Minha discussão foi motivada inicialmente pela defesa de teorias linguísticas de uma inflexibilidade nos padrões de realização de algumas categorias semântico-gramaticais, tais como gênero, em algumas línguas, através do fenômeno denominado neutralização de gênero ou desantropomorfização de gênero. Ela foi ampliada à medida que mesmo a padronização tradicional da distribuição dessa categoria na descrição das línguas, como instrumento metodológico, mostrava-se enclausurante. A defesa de uma métrica binária prototípica na marcação linguística, cujos valores masculino/feminino são assumidos como arbitrários na classificação de entidades inanimadas e animadas não-humanas (com ressalvas, nesse caso) em línguas de marcação de gênero, como as indo-europeias, em especial o grego, o latim, o aramaico e o hebraico, línguas que influenciaram o pensamento ocidental seja através da filosofia, seja pelas religiões cristãs, na descrição de línguas desconhecidas pelo europeus na expansão colonialista/imperialista, não deve ser estendida à representação de entidades humanas na contemporaneidade, pelo menos. Isso se dá pela associação desses valores às funções sociais que, por razões que extrapolam minha ciência e, até onde conheço, a própria arqueologia linguística, são ignoradas, foram gramaticalizadas, ou seja, receberam o estatuto de unidade linguística de uma dada língua e passaram a fazer parte de seu instrumental gramatical. Essa tarefa original, se existiu, não pode (nem deve) sujeitar os falantes e suas línguas a um monumento gramatical, nas palavras de Le Goff (2003 [1988][39]), erigido como símbolo de poder de alguns muito poucos. A reivindicação científica da língua pela linguística é válida e justa, mas precisa acompanhar o próprio entendimento de ciência e dos conhecimentos que constroem o fazer e o saber científico.

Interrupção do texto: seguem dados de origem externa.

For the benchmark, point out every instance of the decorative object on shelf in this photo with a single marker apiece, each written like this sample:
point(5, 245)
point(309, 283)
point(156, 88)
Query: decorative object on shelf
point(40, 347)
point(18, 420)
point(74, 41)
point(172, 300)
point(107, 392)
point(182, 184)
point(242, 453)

A atualização conceptual que dá origem à categoria linguística gênero precisa acompanhar as diferenças nas relações que representam e sofrer suas metamorfoses, já há muito refreadas. Como as sociedades caminham em direção a um maior reconhecimento das diferentes identidades, seja de gênero ou de qualquer outra classe social, em suas atitudes e práticas, sua língua também as acompanha nesse trajeto. É dever da linguística e da gramática perceber essa caminhada e acompanhá-la, e jamais criar barreiras para seu curso.

Agradecimentos

Agradeço ao Conselho Nacional de Desenvolvimento Científico e Tecnológico pelo apoio no desenvolvimento da pesquisa da qual faz parte o presente trabalho. Agradeço imensamente aos pareceristas Luiz Carlos Schwindt e Celda Maria Gonçalves Morgado, pelas preciosas sugestões que, na medida do possível, foram agregadas ao texto final. Todo e qualquer erro remanescente é de minha total responsabilidade.